Esta recuperação forte e rápida só é possível porque durante o período da pandemia não poupámos no apoio à economia“, afirmou Leão na conferência “Fundos Europeus: Gestão, Controlo e Responsabilidade” organizada pelo Tribunal de Contas e Tribunal de Contas Europeu no âmbito da fiscalização e monitorização do PRR, revelando que “desde o início da pandemia os apoios extraordinários às empresas e às famílias a fundo perdido já atingiram cerca de sete mil milhões de euros, dos quais cinco mil milhões de euros diretamente para as empresas”.

Para o ministro das Finanças “o principal indicador da eficácia destas medidas” é a evolução da taxa de desemprego, cujo valor tem subido ligeiramente face aos valores anteriores à pandemia. “A luta ainda não terminou mas as perspetivas económicas são claramente mais positivas“, notou João Leão, garantindo que “à medida que abrimos a economia vemos sinais claros da retoma”.

O ministro que gere as contas públicas garantiu que o PRR “não vem substituir despesa” pública, mas admitiu que o impulso que dará à economia portuguesa também beneficiará o saldo orçamental: serão mais 22 mil milhões de euros que o PRR irá “acrescentar” à economia até 2026, aumentando em 3,5% o PIB potencial.
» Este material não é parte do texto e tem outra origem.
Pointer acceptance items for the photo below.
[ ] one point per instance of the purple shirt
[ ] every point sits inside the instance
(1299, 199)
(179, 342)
Mais crescimento económico permitirá reforçar a sustentabilidade das finanças públicas” nos próximos anos.

Este é um tema importante para Leão uma vez que terá de reduzir o défice nos próximos anos, “sem a ameaça da austeridade e sem aumento de impostos”, assegurou. O líder do Ministério das Finanças realçou que a pandemia “atrasou em cinco anos a trajetória de redução da dívida pública” e aproveitou o palco para deixar um recado aos partidos da oposição, principalmente ao PSD: “Não vale tudo”, disse, referindo que não se pode dizer que o Orçamento de Estado “dá tudo a todos” e “depois” aprovar medidas no Parlamento que aumentam a despesa pública.